Formar parte del colectivo cotidiano genera un fastidio profundo, que intenta rebelarse en furia incontenible, pero es siempre aplacado por el temor. Las pequeñas dosis de absurdo que debemos beber periódicamente nos envenenan lenta pero inexorablemente, y el alma se apaga en lamentos silenciosos, aquellos que nadie oye y que preferimos que así sea, que mueran en el anonimato de la mudez, del permanente espanto de los juicios ajenos y, sobre todo, del propio: de la desnudez que obliga, expone y fragiliza.
Obligados a crear muros que nos protejan, nos separamos de la realidad, nos evadimos y engañamos, nos justificamos con mentiras piadosas y, finalmente, caemos en un abismo tras recorrer un oscuro laberinto creado para encerrarnos, silenciarnos, someternos, aprisionarnos en esperanzas utópicas, en sueños deseados pero tan distantes, tan irreales, que no llegan siquiera a confundirnos ni a conformarnos. Aun así, los aceptamos como única opción, porque, al fin, estamos protegidos de nuestras miserias, de nosotros mismos.

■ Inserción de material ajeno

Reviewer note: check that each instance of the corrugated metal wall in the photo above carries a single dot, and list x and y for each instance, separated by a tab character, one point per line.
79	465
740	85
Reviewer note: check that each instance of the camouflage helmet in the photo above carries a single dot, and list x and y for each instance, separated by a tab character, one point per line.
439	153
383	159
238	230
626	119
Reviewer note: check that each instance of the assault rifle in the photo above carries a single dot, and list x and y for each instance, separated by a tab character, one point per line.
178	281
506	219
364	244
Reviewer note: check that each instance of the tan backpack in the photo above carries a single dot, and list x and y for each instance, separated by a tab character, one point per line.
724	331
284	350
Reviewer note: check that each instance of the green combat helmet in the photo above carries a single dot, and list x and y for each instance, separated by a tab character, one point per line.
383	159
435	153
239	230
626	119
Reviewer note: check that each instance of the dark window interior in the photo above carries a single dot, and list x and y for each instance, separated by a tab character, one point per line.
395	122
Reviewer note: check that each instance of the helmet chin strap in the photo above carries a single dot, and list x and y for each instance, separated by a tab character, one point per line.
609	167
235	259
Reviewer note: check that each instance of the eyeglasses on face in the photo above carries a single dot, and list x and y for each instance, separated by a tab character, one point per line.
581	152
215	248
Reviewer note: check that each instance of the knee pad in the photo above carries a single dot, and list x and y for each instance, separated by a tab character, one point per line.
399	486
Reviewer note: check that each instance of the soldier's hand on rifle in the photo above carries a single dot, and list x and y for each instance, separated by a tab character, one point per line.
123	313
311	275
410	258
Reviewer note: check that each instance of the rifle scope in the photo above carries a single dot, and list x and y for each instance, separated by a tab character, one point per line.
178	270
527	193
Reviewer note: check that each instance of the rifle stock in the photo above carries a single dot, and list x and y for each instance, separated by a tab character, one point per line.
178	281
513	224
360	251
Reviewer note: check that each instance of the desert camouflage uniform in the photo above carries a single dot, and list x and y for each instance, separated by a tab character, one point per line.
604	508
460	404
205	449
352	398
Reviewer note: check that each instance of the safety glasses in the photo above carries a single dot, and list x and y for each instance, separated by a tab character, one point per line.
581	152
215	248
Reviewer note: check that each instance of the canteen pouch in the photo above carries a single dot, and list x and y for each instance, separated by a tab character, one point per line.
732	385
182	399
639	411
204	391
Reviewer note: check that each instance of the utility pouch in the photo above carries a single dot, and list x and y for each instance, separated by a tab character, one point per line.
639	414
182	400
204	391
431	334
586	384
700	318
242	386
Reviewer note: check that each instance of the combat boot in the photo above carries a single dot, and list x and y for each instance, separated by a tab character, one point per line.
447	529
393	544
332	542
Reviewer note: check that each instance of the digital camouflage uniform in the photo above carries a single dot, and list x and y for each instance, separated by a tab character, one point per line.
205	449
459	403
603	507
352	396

Cada día el abismo se hace más profundo y oscuro; la decepción lo agiganta, y la depresión lo convierte en infinito. Entonces debemos volver a engañarnos, con mayor astucia y mejores argumentos, aunque sabemos que no funcionará, que no podremos escapar, que jamás saldremos ilesos, y que las heridas terminarán consumiendo al ser dócil, domesticado… patético.